I slipped the scales under my desk as the door opened and looked up to see a woman I did not recognise standing in the doorway. I estimated her age as thirty and her body mass index at twenty.
‘Professor Tillman?’
As my name is on the door, this was not a particularly astute question.
‘Correct.’
‘Professor Barrow suggested I see you.’
I was amazed at Gene’s efficiency, and looked at the woman more carefully as she approached my desk. There were no obvious signs of unsuitability. I did not detect any make-up. Her body shape and skin tone were consistent with health and fitness. She wore glasses with heavy frames that revived bad memories of Apricot Ice-cream Woman, a long black t-shirt that was torn in several places, and a black belt with metal chains. It was lucky that the jewellery question had been deleted because she was wearing big metal earrings and an interesting pendant round her neck.
Although I am usually oblivious to dress, hers seemed incompatible with my expectation of a highly qualified academic or professional and with the summer weather. I could only guess that she was self-employed or on holiday and, freed from workplace rules, had chosen her clothes randomly.

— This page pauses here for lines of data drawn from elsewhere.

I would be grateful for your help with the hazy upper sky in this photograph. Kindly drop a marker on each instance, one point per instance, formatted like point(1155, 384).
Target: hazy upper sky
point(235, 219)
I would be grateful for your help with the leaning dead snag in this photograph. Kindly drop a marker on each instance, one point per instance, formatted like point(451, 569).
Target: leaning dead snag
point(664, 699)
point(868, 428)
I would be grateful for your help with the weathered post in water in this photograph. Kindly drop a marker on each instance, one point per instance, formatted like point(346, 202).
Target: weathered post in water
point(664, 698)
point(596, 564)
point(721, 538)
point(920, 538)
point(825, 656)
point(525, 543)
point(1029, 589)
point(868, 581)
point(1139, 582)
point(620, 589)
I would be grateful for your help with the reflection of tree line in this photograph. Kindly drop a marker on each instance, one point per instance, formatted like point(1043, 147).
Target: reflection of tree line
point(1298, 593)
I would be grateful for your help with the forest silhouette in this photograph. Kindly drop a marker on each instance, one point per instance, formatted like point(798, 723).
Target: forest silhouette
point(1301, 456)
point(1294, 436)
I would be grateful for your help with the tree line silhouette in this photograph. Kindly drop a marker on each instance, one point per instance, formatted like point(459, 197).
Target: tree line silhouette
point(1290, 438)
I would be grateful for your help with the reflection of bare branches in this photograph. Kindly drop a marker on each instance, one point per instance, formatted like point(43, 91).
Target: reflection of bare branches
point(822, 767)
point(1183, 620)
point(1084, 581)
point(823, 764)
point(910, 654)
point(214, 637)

I could relate to this.
There had been quite a long gap since either of us had spoken and I realised it must be my turn. I looked up from the pendant and remembered Gene’s instructions.

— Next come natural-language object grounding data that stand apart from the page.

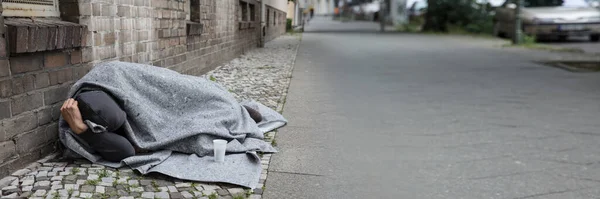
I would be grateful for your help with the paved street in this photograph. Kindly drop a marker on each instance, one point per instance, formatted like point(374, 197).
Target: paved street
point(582, 43)
point(422, 116)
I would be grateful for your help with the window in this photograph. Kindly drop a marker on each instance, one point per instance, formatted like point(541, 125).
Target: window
point(243, 11)
point(30, 8)
point(268, 17)
point(252, 12)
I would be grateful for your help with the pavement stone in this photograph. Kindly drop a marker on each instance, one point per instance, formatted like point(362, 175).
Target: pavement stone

‘How about we do dinner tonight?’
She seemed surprised at my question then replied, ‘Yeah, right. How about we do dinner? How about Le Gavroche and you’re paying?’
‘Excellent. I’ll make a reservation for 8.00 p.m.’
‘You’re kidding.’
It was an odd response. Why would I make a confusing joke with someone I barely knew?
‘No. Is 8.00 p.m. tonight acceptable?’
‘Let me get this straight. You’re offering to buy me dinner at Le Gavroche tonight?’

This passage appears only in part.